§ 10. Proust[23] observed that a very fœtid hydrogen gas was disengaged when arsenical tin was dissolved in hydrochloric acid, and that arsenic was deposited from the inflamed gas on cold surfaces which the flame touched. Trommsdorff next announced, in 1803, that when arsenical zinc was introduced into an ordinary flask with water and sulphuric acid, an arsenical hydrogen was disengaged; and if the tube was sufficiently long, arsenic was deposited on its walls.[24] Stromeyer, Gay-Lussac, Thénard, Gehlen, and Davy later studied this gas, and Serullas in 1821 proposed this reaction as a toxicological test. Lastly, in 1836, Marsh published his Memoir.[25] He elaborated a special apparatus of great simplicity, developed hydrogen by means of zinc and sulphuric acid, inflamed the issuing gas, and obtained any arsenic present as a metal, which could be afterwards converted into arsenious acid, &c.


[23] Proust, Annales de Chimie, t. xxviii., 1798.

[24] Nicholson’s Journal, vol. vi.

[25] “Description of a New Process of Separating Small Quantities of Arsenic from Substances with which it is mixed.” Ed. New. Phil. Journal, 1836.

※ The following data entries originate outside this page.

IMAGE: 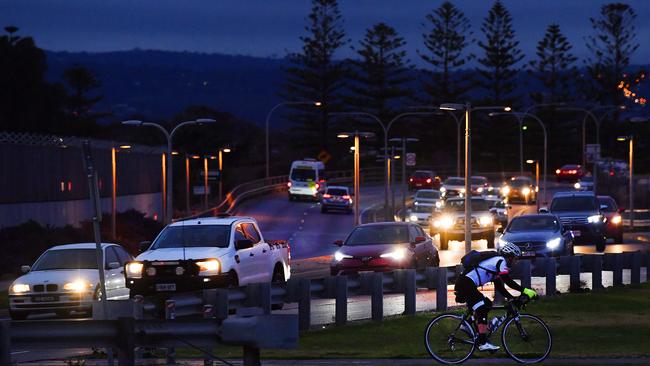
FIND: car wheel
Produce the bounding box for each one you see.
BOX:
[596,238,607,252]
[9,310,29,320]
[440,233,449,250]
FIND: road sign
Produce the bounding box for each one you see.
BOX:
[406,153,415,166]
[585,144,600,163]
[316,150,332,164]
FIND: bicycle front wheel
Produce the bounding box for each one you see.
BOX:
[424,314,476,364]
[501,314,553,363]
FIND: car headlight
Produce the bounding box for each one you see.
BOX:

This brief history of the so-called “Marsh’s Test” amply shows that Marsh was not the discoverer of the test. Like many other useful processes, it seems to have been evolved by a combination of many minds. It may, however, be truly said that Marsh was the first who perfected the test and brought it prominently forward.

§ 11. Matthieu Joseph Bonaventura Orfila must be considered the father of modern toxicology. His great work, Traité de Toxicologie, was first published in 1814, and went through many editions. Orfila’s chief merit was the discovery that poisons were absorbed and accumulated in certain tissues—a discovery which bore immediate fruit, and greatly extended the means of seeking poisons. Before the time of Orfila, a chemist not finding anything in the stomach would not have troubled to examine the liver, the kidney, the brain, or the blood. The immense number of experiments which Orfila undertook is simply marvellous. Some are of little value, and teach nothing accurately as to the action of poisons—as, for example, many of those in which he tied the gullet in order to prevent vomiting, for such are experiments under entirely unnatural conditions; but there are still a large number which form the very basis of our pathological knowledge.

Orfila’s method of experiment was usually to take weighed or measured quantities of poison, to administer them to animals, and then after death—first carefully noting the changes in the tissues and organs—to attempt to recover by chemical means the poison administered. In this way he detected and recovered nearly all the organic and inorganic poisons then known; and most of his processes are, with modifications and improvements, in use at the present time.[26]